高用量スタチンは危険かどうかで議論沸騰
コレステロール低下薬であるスタチン系薬剤を高用量で使用するとリスクが高いという論文が発表され、一部で強い批判を呼んでいる。米国では、心疾患リスク軽減のため積極的なコレステロール低下を推進する傾向があるが、英国医師会誌「British Medical Journal(BMJ)」6月3日号に掲載された報告では、高用量スタチンの危険性が指摘された。米国の専門家らは、この主張は高用量スタチンの効果および安全性を示した数多くの知見を無視したものと反論している。

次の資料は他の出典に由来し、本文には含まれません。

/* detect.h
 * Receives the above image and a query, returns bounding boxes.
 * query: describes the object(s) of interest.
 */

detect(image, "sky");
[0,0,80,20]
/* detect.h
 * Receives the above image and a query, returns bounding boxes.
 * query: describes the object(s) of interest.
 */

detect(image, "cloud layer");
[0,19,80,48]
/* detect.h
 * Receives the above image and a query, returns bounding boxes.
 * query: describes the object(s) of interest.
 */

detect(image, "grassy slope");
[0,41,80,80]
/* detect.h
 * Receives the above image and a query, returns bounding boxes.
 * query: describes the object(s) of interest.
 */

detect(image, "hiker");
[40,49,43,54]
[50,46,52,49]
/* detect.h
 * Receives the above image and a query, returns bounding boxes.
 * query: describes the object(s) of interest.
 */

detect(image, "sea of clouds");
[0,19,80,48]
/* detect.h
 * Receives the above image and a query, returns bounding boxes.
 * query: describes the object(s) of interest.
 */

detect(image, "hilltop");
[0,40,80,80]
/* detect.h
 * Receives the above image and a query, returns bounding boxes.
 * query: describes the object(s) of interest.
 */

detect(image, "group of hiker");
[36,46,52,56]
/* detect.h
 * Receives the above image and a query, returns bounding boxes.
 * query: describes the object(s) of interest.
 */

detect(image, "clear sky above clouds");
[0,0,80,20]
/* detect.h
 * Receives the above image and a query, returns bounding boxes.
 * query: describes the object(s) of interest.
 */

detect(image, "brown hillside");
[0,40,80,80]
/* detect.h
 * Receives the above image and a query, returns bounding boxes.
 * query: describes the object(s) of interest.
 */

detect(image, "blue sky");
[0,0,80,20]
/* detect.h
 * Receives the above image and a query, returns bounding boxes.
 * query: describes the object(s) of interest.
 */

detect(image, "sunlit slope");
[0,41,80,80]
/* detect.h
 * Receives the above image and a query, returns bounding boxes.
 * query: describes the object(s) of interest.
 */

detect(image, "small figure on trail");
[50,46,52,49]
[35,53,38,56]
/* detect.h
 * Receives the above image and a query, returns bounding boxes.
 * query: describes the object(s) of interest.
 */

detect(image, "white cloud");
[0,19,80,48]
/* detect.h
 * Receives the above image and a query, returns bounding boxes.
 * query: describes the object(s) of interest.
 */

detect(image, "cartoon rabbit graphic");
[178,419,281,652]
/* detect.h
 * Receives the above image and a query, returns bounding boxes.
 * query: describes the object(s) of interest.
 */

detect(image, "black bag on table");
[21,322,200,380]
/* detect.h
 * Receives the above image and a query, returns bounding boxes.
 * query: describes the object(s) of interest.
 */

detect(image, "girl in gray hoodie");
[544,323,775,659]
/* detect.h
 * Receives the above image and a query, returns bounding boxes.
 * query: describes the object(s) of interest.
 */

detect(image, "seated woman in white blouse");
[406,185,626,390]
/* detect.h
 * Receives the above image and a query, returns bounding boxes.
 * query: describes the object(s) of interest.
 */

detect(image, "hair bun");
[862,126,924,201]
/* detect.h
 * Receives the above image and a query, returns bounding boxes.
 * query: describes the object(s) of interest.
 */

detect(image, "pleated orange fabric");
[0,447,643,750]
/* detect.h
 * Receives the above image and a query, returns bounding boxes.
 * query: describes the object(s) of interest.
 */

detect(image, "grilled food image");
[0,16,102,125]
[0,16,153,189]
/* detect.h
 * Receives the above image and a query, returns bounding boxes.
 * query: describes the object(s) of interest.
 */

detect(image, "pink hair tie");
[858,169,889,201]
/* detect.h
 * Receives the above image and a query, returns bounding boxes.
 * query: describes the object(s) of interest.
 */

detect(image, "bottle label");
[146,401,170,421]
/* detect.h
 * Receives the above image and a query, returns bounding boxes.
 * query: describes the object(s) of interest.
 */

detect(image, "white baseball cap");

米国コレステロール教育プログラム(NCEP)が昨年(2005年)示した見解では、心疾患リスクの非常に高い患者はLDLコレステロールを血液1.81mmol/l(70mg/dl)以下に抑える必要があるとしている。スウェーデンの研究者Uffe Ravnskov氏によると、これを達成するには欧米の成人のほとんどがスタチンを使用しなければならず、使用量は現在の8倍以上になるという。
これほどの高用量を使用すれば、心不全、筋肉痛および横紋筋変性(筋組織が破壊される疾患)、神経障害、癌(がん)などの副作用が増大することになるとRavnskov氏らは主張。また、臨床試験では高用量スタチンを用いても死亡率の低下が認められていない点や、副作用の報告が不十分である点も指摘している。
これに対し、米国心臓病学会(ACC)会長Steven E. Nissen博士は、高用量スタチンは安全であると真っ向から反論。いずれの副作用についても説得力のあるデータはなく、数多くの大規模臨床試験でリスクを上回る効果が示されているという。米カリフォルニア大学ロサンゼルス校(UCLA)心臓学教授Gregg C. Fonarow博士もこれに同意し、Ranvskov氏らが自分たちの主張に有利な研究結果ばかりを取り上げ、スタチンの効果を示す研究を見落としていると指摘している。
しかし、今回の論文著者の1人であるカナダ、ブリティッシュコロンビア大学薬学部名誉教授Morley C. Sutter博士は、スタチンにより肝臓、筋肉のほか脳機能が侵される可能性もあるとし、予防目的のスタチン使用にはあくまで反対する姿勢。スタチンは世界で最も売れている薬剤であり、危険性が無視されるのは商業的利害のためとSutter博士は批判している。